Many psychologists and medical professionals consider Stockholm syndrome a coping mechanism, or a way to help victims handle the trauma of the terrifying situation. Indeed, the history of the syndrome may help explain why that is and why the name.
Episodes of what is known as Stockholm syndrome have likely occurred for many decades, even centuries. But it wasn’t until 1973 that this response to entrapment or abuse came to be named. That’s when two men held four people, hostage, for 6 days after a bank robbery in Stockholm, Sweden. After the hostages were released, they refused to testify against their captors and even began raising money for their defense. After that, psychologists and mental health experts assigned the term “Stockholm syndrome” to the condition that occurs when hostages develop an emotional or psychological connection to the people who held them in captivity.
Despite being well known, however, Stockholm syndrome is not recognized by the new edition of the Diagnostic and Statistical Manual of Mental Disorders.
Few of the symptoms of the Stockholm Syndrome are
- Victim developing a positive feeling and overall positive vibe and emotion towards the one holding them in captive or the one abusing them mentally or physically.
- Victim developing a negative approach and being pessimistic towards anyone who is helping them out of the negativity and the abuse they are in.
- The victim falls prey to the culprit’s sympathy and starts developing and showing humanity towards them
- The victim cannot escape the current situation they are stuck in as it would be the worst they could face.
Many times, we undergo the entire episode of the syndrome and don’t realize it.
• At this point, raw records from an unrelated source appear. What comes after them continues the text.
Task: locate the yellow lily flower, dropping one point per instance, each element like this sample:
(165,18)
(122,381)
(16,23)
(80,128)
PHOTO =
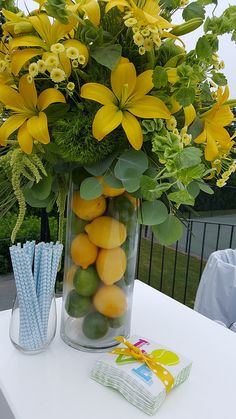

A few such incidents would be in cases where one is in an abusive relationship, be it sexual, physical or emotional. Sometimes, this takes the wrong turn of events and can even be Incest relationships and severe cases of child abuse. In cases of Child abuse, the victim is threatened harm, sometimes with even death. Abusers may also show kindness that could be perceived as a genuine feeling. This confuses the child and leads to them not understanding the negative nature of the relationship. Sometimes, the child presumes that this is how he/she is to be treated and comes to accept the worst as reality and believes to live only under such strong conditions. Sex trading is also one of the main reasons for such behavior. The victim often relies on the abuser for necessities and develops a strong bond of trust which they refuse to break, and are willing to protect their abuser and blame themselves for their mistakes. A few similar reasons would be sports coaching. Due to gruesome training with the coach, the student often falls to grow closer than reality and actuality with their coach and strike to be a clone of the coach.
Stockholm syndrome is a coping strategy. Fear or terror might be most common in these situations, but some individuals begin to develop positive feelings toward their captor or abuser. They may not want to work with or contact the police. They may even be hesitant to turn on their abuser or kidnapper. Stockholm syndrome is not an official mental health diagnosis. Instead, it is thought to be a coping mechanism. Proper treatment can go a long way to helping with recovery.